The "Soho Stories" uses GPS technology to guide visitors through the capital's red light district as they hear colourful stories of sex, violence and wild partying.

The organisation charged with protecting Britain's historic sites, houses and gardens, has created the "no-holes-barred" audio guide in a bid to shed its conservative image and attract younger members.

Officials said on Monday that the stories involving "famous and not so famous Bohemians" provide extraordinary detail on the capital's "long love affair with sex, drugs and rock 'n' roll".

For the first time in the Trust's 117-year history, the "X-rated" tours come complete with warnings about bad language and "references to sex and violence".

It concentrates on events since the 1940s including the development of music, the area's "many outrageous personalities", social movements, feminism and homosexual liberation as well as vice and crime.

Listeners, who will be restricted to those aged over 17, will be able to listen to drunken tales from the Groucho Club while another details how gangster "Mad" Frankie Fraser operated his protection rackets.

Other more colourful stories include those of Francis Bacon, the homosexual artist, being whipped and a former vice-squad officer pointing out a phonebox that was a front for a crack den.

The "tour" of London's red-light district, in the heart of central London, is delivered to listeners through headphones attached to their mobile phone.

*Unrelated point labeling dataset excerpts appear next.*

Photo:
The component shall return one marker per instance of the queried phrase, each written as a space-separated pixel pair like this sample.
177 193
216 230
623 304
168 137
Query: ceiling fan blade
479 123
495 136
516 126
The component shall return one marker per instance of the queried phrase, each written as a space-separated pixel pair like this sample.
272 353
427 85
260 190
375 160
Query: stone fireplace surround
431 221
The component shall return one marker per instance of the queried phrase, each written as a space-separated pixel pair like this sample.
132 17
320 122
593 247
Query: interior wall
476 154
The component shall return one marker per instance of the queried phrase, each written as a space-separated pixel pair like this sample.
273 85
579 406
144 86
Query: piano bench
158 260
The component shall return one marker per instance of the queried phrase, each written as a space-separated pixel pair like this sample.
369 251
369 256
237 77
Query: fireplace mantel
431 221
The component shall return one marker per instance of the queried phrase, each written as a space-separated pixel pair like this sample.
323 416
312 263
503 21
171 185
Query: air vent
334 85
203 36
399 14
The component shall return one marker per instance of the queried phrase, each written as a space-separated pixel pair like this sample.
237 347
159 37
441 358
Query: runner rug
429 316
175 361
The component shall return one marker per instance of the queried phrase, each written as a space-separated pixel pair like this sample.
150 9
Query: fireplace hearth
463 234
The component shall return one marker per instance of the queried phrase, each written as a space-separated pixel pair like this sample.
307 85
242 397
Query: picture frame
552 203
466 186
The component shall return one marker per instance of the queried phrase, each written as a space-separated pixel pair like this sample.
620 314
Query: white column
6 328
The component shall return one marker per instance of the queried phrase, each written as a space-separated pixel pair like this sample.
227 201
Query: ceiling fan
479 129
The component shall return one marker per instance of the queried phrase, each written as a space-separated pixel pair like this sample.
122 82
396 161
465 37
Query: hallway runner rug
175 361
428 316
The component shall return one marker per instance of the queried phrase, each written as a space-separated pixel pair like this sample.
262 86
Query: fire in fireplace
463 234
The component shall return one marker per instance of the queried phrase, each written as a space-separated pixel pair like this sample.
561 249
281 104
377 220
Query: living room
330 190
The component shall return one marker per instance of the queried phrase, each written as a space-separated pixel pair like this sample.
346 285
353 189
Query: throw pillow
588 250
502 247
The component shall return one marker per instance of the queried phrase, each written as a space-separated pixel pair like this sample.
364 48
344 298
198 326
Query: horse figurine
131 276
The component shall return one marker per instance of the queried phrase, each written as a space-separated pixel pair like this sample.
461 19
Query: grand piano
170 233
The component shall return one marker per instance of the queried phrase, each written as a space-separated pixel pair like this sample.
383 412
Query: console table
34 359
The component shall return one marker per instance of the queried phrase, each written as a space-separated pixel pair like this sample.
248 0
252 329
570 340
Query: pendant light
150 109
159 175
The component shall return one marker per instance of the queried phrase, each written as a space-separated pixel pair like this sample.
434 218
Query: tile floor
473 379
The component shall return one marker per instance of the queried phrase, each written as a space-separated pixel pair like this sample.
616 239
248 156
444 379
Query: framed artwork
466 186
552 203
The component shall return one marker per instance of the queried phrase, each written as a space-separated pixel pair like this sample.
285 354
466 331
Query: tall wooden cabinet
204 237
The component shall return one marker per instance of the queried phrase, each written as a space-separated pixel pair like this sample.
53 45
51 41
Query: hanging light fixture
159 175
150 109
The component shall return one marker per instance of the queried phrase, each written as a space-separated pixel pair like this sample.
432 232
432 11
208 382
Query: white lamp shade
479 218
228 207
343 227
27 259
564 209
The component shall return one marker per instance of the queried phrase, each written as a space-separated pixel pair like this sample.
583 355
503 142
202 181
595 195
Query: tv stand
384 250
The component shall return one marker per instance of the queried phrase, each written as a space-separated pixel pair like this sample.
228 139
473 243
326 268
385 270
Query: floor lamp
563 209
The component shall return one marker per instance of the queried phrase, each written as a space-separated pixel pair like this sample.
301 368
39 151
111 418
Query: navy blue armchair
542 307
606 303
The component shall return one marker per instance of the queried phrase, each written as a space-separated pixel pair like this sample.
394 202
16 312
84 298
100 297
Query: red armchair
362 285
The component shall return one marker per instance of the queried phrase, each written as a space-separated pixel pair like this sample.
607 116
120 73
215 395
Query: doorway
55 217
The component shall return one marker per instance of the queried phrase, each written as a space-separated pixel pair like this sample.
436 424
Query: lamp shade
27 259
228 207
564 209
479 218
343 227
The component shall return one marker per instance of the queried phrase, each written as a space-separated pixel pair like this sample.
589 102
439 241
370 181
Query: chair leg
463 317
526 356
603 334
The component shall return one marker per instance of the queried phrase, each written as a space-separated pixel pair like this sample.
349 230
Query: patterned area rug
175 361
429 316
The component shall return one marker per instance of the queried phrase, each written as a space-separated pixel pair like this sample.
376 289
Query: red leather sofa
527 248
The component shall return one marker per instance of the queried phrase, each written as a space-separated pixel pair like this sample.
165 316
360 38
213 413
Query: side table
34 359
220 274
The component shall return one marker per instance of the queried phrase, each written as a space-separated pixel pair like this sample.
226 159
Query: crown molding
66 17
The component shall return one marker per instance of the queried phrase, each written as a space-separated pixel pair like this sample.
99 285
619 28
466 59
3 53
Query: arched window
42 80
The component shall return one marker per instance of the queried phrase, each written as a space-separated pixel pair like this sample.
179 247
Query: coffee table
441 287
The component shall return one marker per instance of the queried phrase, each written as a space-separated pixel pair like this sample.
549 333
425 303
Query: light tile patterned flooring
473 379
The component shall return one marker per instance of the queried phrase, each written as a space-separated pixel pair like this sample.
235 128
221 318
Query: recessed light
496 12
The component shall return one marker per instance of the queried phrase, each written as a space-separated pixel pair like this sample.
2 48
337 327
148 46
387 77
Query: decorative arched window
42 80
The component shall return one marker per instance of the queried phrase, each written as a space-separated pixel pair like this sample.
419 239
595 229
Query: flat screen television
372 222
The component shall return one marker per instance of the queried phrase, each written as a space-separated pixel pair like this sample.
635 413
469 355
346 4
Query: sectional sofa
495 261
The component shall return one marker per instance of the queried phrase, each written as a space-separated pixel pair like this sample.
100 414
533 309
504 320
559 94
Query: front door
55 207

Satellite technology can pinpoint exactly where a tourist is and as such tailors a story to suit the location. They are read by Barry Cryer, the veteran Soho entertainer.

Users can also choose their own route and wander around the area, receiving "site-specific" memories, history and anecdotes about specific places.

Ivo Dawnay, the London director of the Trust who is married to Rachel Johnson, the sister of mayor of London Boris Johnson, defended the new initiative.

"British rock-and-roll, feminism and gay liberation were all born in Soho, and this new technology allows us to deliver those stories in a vivid way," he said.

"Some of the language is a little close to the bone and it may not suit all members, but we have a strong health warning on the packaging."

He said that with eight properties in the capital, including two "country homes" at Osterley, west London and Ham, south-west London, the Trust had found it difficult to engage with the under-forties in London and other big cities.

If successful, Mr Dawnay hoped that versions would be developed for different parts of London and other cities.